The federal government — i.e., taxpayers — bailed out the big banks to save the market from utter collapse.

Once the economy began its slow crawl to recovery, lawmakers introduced legislation to prevent another meltdown. One such law was the 2010 Dodd-Frank Act, which sought to address the notion that banks were too big to fail by increasing the amount of capital banks must hold in reserves, creating the Consumer Financial Protection Bureau and requiring banks with more than $50 billion in assets to undergo annual stress tests by the Federal Reserve.

In the past, many banks performed their own internal stress tests to test their mettle when faced with a crisis. But, after the downturn, government regulators were vested in discerning whether big banks could survive a similar crisis.


There are two types of tests: the Comprehensive Capital Analysis and Review (CCAR) and the Dodd-Frank Act stress testing (DFAST). The CCAR is the biggest one and examines banks’ capital wherewithal and plans to make dividend payouts to shareholders or stock repurchases. DFAST tests whether companies supervised by the Federal Reserve have the capital to absorb losses and keep operating when economic conditions are severe.

If banks do well on these annual exams, it proves they hold adequate capital and may increase their payouts to investors. Banks that don’t pass regulator stress tests can be slapped with sanctions and prevented from some activities, such as expanding their balance sheet or paying out dividends to investors.

Healthy banks that are lending money and paying out dividends adds capital to the mortgage market. More capital in the market leads to more efficiency and liquidity, which powers the secondary mortgage market and allows lenders, such as Movement Mortgage, to finance more homes.

Home sales on the rebound

While bank stress tests have an indirect effect on the mortgage origination market, home sales data released this week give us a more direct report on the strength of the U.S. housing market.

Existing-home sales rose 1.1 percent in May, going on the mend after a sharp decline in April when home sales fell 2.3 percent, according to the National Association of Realtors. At the same time, low inventory on the market lifted median home prices to $252,800, a new high.


NAR economist Lawrence Yun said in a statement that buyers last month continue to press through the challenging buying environment. “The job market in most of the country in healthy and the recent downward trend in mortgage rates continues to keep buyer interest at a robust level,” he said. “Those able to close on a home last month are probably feeling both happy and relieved.”

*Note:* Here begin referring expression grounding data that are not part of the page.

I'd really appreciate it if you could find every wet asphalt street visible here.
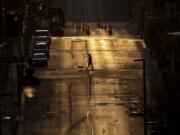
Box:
[22,23,163,135]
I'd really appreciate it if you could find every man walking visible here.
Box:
[87,53,94,71]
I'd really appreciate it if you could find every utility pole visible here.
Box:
[134,58,147,135]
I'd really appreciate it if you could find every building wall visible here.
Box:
[64,0,129,22]
[131,0,144,31]
[5,0,25,11]
[0,43,9,90]
[103,0,129,22]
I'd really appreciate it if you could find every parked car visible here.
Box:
[32,53,48,66]
[33,35,51,47]
[32,42,49,57]
[35,29,51,41]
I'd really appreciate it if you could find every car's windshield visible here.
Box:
[35,32,49,37]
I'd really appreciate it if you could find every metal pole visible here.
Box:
[134,58,147,135]
[143,59,147,135]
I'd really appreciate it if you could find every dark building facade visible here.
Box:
[65,0,129,22]
[140,1,180,134]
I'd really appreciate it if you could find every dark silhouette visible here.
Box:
[104,22,107,30]
[109,24,113,35]
[86,25,90,35]
[97,20,100,28]
[83,21,85,32]
[21,68,40,87]
[28,57,32,68]
[87,54,94,71]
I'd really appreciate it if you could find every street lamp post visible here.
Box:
[134,58,147,135]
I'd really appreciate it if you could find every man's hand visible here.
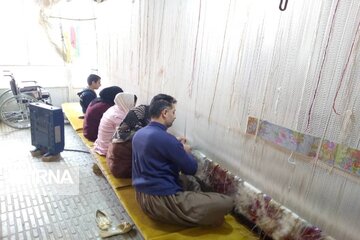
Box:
[177,136,187,144]
[183,143,192,153]
[176,136,191,153]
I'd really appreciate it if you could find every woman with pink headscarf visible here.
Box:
[94,92,137,155]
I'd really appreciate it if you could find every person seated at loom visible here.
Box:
[83,86,123,142]
[106,104,150,178]
[77,74,102,114]
[93,92,137,155]
[132,94,234,226]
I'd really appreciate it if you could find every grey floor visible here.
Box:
[0,122,143,240]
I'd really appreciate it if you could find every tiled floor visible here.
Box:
[0,122,143,240]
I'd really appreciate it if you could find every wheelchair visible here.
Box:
[0,72,51,129]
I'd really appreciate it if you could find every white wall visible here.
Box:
[0,0,100,96]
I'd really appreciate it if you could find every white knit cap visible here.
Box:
[114,92,136,112]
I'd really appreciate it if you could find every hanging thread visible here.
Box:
[208,0,232,122]
[332,20,360,115]
[304,106,332,200]
[287,151,295,165]
[306,0,340,130]
[188,0,202,98]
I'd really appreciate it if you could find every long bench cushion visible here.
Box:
[92,151,132,188]
[115,187,187,239]
[61,102,84,131]
[77,132,94,149]
[114,187,259,240]
[150,214,259,240]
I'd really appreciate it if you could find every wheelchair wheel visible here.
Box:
[0,94,38,129]
[0,89,12,104]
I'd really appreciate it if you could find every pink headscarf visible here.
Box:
[93,92,136,155]
[114,92,136,112]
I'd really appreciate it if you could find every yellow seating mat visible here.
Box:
[150,215,259,240]
[62,102,259,239]
[91,151,132,188]
[115,187,187,239]
[61,102,84,132]
[115,187,259,240]
[78,132,94,148]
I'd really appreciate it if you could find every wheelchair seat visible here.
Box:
[20,86,39,93]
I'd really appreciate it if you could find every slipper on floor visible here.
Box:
[96,210,111,230]
[99,222,134,238]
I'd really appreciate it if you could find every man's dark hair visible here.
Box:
[87,74,101,86]
[149,94,177,118]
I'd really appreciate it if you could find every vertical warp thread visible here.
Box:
[137,0,142,85]
[304,106,332,200]
[208,0,232,123]
[156,0,165,61]
[306,0,340,130]
[188,0,202,98]
[332,20,360,115]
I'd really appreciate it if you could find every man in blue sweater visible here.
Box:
[132,94,234,227]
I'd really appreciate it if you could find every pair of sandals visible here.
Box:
[30,148,61,162]
[96,210,134,238]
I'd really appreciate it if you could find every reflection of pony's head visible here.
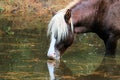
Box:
[47,9,74,60]
[47,57,120,80]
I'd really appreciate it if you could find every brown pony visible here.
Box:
[47,0,120,60]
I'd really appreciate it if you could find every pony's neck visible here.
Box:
[69,0,100,27]
[65,0,80,9]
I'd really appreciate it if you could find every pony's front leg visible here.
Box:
[104,35,118,58]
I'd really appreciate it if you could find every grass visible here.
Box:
[0,0,43,15]
[0,0,71,17]
[0,0,71,35]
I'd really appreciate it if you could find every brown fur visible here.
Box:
[49,0,120,58]
[69,0,120,57]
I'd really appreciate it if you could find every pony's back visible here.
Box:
[103,1,120,34]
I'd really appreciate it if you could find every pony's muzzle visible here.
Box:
[47,53,56,60]
[47,50,60,60]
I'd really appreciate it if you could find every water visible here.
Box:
[0,16,120,80]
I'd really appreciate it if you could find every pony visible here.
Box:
[47,0,120,60]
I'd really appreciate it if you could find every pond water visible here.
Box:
[0,16,120,80]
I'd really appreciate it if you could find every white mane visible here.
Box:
[47,9,73,43]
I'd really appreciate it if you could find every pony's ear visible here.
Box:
[51,10,57,16]
[64,9,71,23]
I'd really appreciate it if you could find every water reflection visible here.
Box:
[47,60,73,80]
[47,57,120,80]
[0,15,120,80]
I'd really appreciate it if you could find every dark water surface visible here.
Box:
[0,16,120,80]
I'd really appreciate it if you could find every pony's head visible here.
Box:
[47,9,74,60]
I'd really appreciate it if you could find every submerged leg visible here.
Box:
[104,34,118,58]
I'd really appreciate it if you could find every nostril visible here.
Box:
[51,53,56,57]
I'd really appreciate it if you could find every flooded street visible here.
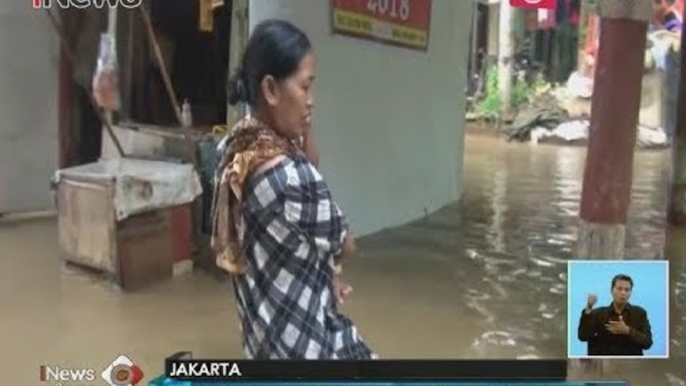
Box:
[1,133,684,385]
[458,133,672,358]
[456,134,685,385]
[344,132,684,384]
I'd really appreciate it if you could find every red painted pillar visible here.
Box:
[573,5,652,377]
[577,1,650,259]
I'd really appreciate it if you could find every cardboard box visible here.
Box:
[57,177,174,291]
[55,159,201,291]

Meanwhile, sales of newly-constructed homes also bounced back in May, increasing 2.9 percent to 610,000 units last month. That’s a measurable rebound from April when new-home sales dropped 11 percent. The median sales price for these homes also increased to $345,800, up from $310,200 a month earlier.

While the sales data is encouraging, the increase in housing prices continues to put the squeeze on borrowers. Low mortgage rates will be key to attracting would-be buyers to the market in the near-term.

Listening to the Fed

Without any major economic headlines this week, the market turned its attention to Fedspeak as it looked for Federal Reserve bank presidents in a series of public speeches to offer insight after last week’s anticipated rate hike.

Some central bank presidents expressed concerns that soft inflation would make it difficult for the Fed to reach its 2 percent target, and that waiting until the end of the year to consider more hikes is the best course of actions. Others were concerned about the risks of keeping rates too low for too long.

Consider the indecisive rhetoric par for the course. Fedspeak is often carefully worded and filled with ambiguous statements that yield more questions and speculation.

What we do know is the Fed will meet again in September and has said it wants to raise rates at least one more time this year. It remains to be seen whether that will be in three months or in six when the Fed meets in December.